Six percent of all drivers involved in fatal crashes in 2020 were reported as distracted at the time of the crashes, according to data from the National Highway Traffic Safety Administration (NHTSA). This is a grim statistic, but there are things you can do to help prevent being a part of this serious issue. Distracted driving can take many forms, and learning how to identify it can help you take precautions of your own.

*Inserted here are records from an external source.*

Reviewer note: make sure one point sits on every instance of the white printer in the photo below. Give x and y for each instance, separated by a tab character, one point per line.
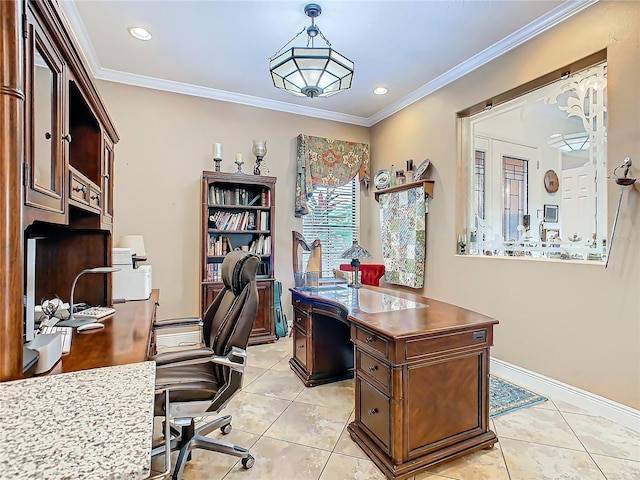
130	283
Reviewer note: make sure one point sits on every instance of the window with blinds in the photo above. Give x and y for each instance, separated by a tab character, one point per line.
333	218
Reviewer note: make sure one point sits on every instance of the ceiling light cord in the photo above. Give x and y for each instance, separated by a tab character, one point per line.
287	44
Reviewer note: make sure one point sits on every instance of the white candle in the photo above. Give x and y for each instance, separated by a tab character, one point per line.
217	150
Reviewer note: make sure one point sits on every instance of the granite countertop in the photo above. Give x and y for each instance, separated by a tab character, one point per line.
92	424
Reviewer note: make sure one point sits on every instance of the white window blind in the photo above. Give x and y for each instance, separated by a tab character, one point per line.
333	218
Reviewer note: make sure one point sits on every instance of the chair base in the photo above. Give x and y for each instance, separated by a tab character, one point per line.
190	438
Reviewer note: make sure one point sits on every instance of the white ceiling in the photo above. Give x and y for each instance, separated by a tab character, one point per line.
220	49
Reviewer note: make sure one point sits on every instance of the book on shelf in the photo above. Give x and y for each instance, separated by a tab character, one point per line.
238	196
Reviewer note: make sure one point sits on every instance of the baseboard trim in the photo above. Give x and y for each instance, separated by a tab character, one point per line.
590	402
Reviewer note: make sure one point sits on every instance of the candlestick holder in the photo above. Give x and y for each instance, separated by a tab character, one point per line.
260	150
239	162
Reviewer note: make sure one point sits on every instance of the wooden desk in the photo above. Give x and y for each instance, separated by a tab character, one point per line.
421	371
126	338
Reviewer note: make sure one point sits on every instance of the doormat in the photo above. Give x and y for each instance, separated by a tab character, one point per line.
505	397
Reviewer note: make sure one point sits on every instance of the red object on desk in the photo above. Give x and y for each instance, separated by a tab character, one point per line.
370	273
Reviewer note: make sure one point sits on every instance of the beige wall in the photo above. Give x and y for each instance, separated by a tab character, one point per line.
166	143
579	324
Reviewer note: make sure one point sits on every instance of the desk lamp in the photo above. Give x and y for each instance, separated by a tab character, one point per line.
76	322
355	252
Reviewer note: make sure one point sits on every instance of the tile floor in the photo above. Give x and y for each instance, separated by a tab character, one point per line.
299	433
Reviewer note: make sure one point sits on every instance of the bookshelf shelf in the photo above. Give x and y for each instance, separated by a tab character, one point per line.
231	204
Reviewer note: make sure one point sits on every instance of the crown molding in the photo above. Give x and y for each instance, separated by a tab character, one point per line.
517	38
550	19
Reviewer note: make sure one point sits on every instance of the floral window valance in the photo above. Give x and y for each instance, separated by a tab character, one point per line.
329	162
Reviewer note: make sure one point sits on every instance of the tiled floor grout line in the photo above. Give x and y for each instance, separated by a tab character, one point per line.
583	445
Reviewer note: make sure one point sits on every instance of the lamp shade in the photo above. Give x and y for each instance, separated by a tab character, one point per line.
356	251
311	72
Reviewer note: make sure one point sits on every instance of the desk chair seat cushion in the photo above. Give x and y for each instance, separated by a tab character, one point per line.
189	383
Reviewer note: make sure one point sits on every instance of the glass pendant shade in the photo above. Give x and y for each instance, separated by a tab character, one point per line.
311	72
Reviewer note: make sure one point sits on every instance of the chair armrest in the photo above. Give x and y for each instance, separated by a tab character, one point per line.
171	359
235	359
178	322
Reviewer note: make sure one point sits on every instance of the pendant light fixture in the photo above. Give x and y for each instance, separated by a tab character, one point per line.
311	71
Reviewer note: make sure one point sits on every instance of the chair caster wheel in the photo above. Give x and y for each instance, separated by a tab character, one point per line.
248	462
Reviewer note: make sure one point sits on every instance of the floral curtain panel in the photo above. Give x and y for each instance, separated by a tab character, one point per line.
403	222
330	162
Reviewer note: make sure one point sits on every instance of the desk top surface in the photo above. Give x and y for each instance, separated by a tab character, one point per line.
125	338
92	424
395	314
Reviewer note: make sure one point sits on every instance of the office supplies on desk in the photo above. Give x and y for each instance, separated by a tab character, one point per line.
74	321
49	347
67	334
90	326
95	313
132	282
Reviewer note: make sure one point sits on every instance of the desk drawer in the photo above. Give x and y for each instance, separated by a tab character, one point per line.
371	340
301	320
374	370
451	341
375	413
300	346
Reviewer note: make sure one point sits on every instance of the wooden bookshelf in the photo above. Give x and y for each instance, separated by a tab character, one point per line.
238	213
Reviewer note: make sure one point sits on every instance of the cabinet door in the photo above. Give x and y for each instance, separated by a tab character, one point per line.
45	135
107	183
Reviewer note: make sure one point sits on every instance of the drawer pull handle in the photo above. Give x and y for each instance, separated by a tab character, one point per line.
480	335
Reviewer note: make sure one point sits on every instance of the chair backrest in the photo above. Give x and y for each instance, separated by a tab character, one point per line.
229	319
298	245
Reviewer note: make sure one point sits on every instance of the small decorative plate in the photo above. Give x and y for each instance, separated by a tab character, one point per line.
382	179
419	174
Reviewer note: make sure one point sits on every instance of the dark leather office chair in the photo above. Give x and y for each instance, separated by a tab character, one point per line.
201	381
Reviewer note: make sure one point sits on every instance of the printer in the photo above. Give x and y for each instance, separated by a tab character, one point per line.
129	283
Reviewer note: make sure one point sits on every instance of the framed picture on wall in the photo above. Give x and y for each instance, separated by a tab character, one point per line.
551	213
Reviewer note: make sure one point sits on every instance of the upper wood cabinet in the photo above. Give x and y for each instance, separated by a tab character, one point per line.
46	132
69	137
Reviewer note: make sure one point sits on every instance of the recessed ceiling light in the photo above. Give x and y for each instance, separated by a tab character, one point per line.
140	33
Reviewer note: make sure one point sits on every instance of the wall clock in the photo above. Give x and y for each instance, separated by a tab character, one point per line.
551	182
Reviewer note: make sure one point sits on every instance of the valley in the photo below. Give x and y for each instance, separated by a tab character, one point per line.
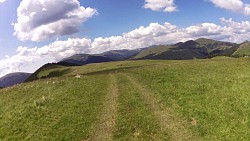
206	99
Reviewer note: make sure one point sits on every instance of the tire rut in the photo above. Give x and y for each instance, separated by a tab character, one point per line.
168	123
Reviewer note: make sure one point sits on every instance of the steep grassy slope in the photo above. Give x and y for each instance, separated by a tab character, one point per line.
200	49
244	50
13	79
132	100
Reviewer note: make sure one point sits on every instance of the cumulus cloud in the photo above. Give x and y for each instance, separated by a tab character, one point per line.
43	19
50	53
234	5
153	34
160	5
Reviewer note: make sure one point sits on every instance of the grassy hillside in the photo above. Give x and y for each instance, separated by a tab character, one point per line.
244	50
199	49
132	100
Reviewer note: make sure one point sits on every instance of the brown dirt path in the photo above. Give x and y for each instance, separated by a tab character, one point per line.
173	126
104	127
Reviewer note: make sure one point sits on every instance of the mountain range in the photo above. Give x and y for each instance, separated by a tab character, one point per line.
194	49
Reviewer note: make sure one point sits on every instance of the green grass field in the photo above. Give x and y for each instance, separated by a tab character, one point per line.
132	100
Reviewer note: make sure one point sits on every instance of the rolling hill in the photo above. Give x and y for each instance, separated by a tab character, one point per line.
83	59
119	55
243	50
205	99
199	49
13	79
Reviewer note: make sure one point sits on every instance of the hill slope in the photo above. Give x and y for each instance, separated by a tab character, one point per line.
199	100
243	50
200	49
83	59
120	54
13	79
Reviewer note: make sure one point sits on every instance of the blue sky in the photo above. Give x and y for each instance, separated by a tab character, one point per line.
61	28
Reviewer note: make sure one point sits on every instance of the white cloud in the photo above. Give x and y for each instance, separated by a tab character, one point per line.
160	5
2	1
43	19
56	51
154	34
233	5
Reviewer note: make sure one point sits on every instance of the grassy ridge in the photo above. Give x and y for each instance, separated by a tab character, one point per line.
210	96
213	93
56	109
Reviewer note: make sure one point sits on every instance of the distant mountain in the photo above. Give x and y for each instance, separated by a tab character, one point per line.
120	54
13	79
200	49
83	59
217	48
243	50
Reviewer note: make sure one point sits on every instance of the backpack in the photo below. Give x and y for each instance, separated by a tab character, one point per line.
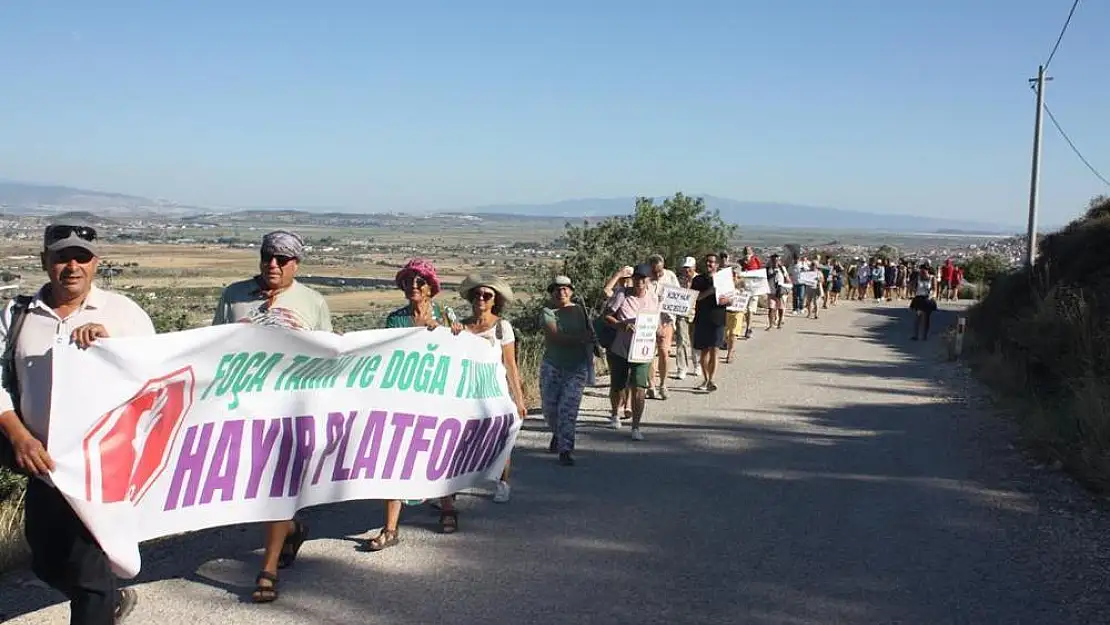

What is distracted driving?

What do loud music, eating a sandwich and adjusting your hair all have in common? They’re all examples of distracted driving, which is any activity — even momentary — that takes your focus away from the road. Other common examples of distracted driving include:

  • General noise or activity in the car, possibly from other passengers, kids or pets riding with you
  • Checking or adjusting your appearance in the mirrors as you drive
  • Engaging your car’s infotainment systems
  • Using your phone to call, text, check social media or use any other apps

Broadly speaking, distractions can be categorized as:

  • Visual: A distraction that causes the driver to take their eyes off the road.
  • Manual: A distraction that causes the driver to take their hands off the wheel.
  • Mental: A distraction that causes the driver to take their mind off the task of driving safely.

The dangers of distracted driving

Driving safely requires your full attention; you need to be able to see, hear and react to everything around you. Drivers who lose focus are at an increased risk of getting into or causing an accident. This is a danger not just to other vehicles, but also to pedestrians, bicyclists and anyone else who may be on or near the road.

While any distracted driving is less than ideal, there are degrees of danger to different distractions.

Texting and driving

Of all the possible types of distracted driving out there, texting and driving is one of the worst. NHTSA data indicates that 12% of distraction-affected fatal accidents are caused by cell phone usage. Texting, in particular (and more recently, using or posting to social media), serves to distract the driver on all three fronts: visual, manual and mental. Most states have laws in place limiting or banning texting while driving, so even if you avoid physical danger there are still legal ramifications to consider.

Financial dangers of distracted driving

In addition to the physical and legal dangers of distracted driving, there may be financial consequences. Damage caused by an accident due to your own distracted driving will likely need to be covered by your insurance and may raise your premiums. Even if you avoid accidents, traffic violations could still end up raising your insurance rates. Additionally, you may have to pay hefty traffic fines.

Tips to help limit distracted driving

While it may be difficult to control other distracted drivers on the road, there are a few things you could potentially try to limit your own instances of distracted driving. These include:

  • Using text- or phone-blocking apps that will lock your phone from use while you’re driving. There are several options to choose from on the web. Some may even have auto-respond features that let people know you’re driving.
  • Asking a passenger to assist with navigation duties.
  • Limiting eating and drinking to before or after you're behind the wheel.
  • Making playlists for the car so you don’t get distracted searching for the perfect song.
  • Pulling off the road if you’re feeling drowsy.
  • Using modern car safety features, such as lane departure warnings and automatic braking. 

As a passenger, if you notice the driver engaging in distracted driving, consider speaking up (politely) — it's in both your best interests.

In summary

Distracted driving is a danger to you, other motorists and even pedestrians. Taking steps to minimize your distractions while driving, such as putting away your phone or using hands-free technology, can go a long way to keeping you and others safe as you drive.